Helping Students Go Further with Their Data Analysis

“The data shows that my hypothesis was wrong.”

Oh no. What happened? My high school students were working on the Ocean Tracks College Edition draft module, “What’s UP with the California Coast?” and this was one of my group’s final claim. They had been confronted by a few data points that didn’t fit their initial prediction of where and when they thought Bluefin tuna would be found and now they were ready to throw out their hypothesis. In this blog entry, I want to share some of the steps I took to coach students away from viewing their hypothesis as right or wrong and help them think more carefully about the data as they came to their final conclusions.

As my students finished up, “What’s UP with the California Coast?” I was concerned that students were a bit too rushed as they worked on their data analysis in the last part of the module. One of the most unique aspects of the Ocean Tracks interface, is that it presents students with such a variety of different types of data. Students can track different marine life and use measurements from maps of oceanographic features. But the variety and authenticity of the data increases the complexity of the task of its analysis. The data skills, such as describing data patterns and selecting appropriate data for addressing the guiding question, are what I want to emphasize the most as students use Ocean Tracks. But as students finished up this module, I was struck by the fact that I hadn’t given students enough time to do the most important work. These suspicions were confirmed when I went to look at the work they had generated. Students had been thorough with their background research and did a fantastic job collecting their measurements using the Ocean Tracks interface. But their answers to the conclusion questions I had given them, were a bit lacking. Students seemed willing to either agree that their hypothesis was supported and chose one piece of data to support that idea or to conclude that their hypothesis was incorrect.

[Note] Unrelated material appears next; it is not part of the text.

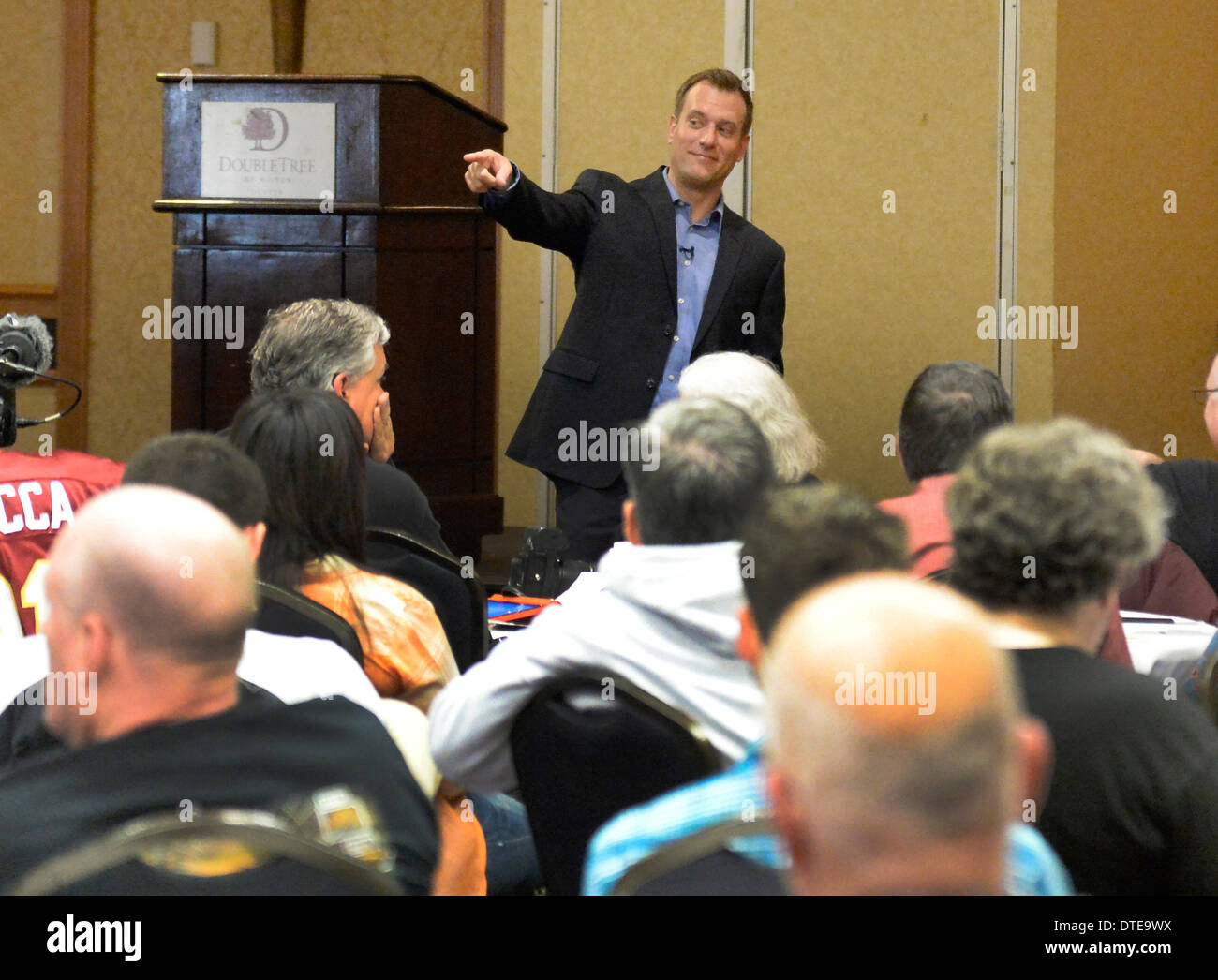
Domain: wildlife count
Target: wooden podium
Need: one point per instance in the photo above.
(398, 231)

The data itself is quite a bit more nuanced than the students were admitting. The track of the Bluefin tuna didn’t always behave the way students had predicted. It seemed as those the students didn’t notice this or were choosing to ignore those data points in favor of the data that did fit the way they had expected. They had oversimplified what the data had meant and were quick to form their conclusions.

Viewing their responses made me realize that I had skipped over a key part in this lesson. I had worked with them step by step when it came to doing the background research and collecting their measurements. But when it came to the analysis of the data points and making some decisions about their final claims, I had let the students work independently. In retrospect, I realized that I missed out on the opportunity to guide them when they needed it the most.

It’s important that we do more than just ask students to analyze the data. We need to give them the tools they need in order to do this well. After watching my students have a successful start to this module, but then see them ultimately stumble, I was left with many questions. How can I better coach students to analyze their data? What prompts can I provide that ask them to compare their numbers and really think about how those measurements match up to their predictions? How can I help students wrestle with what it means when the data doesn’t totally fit their expectation?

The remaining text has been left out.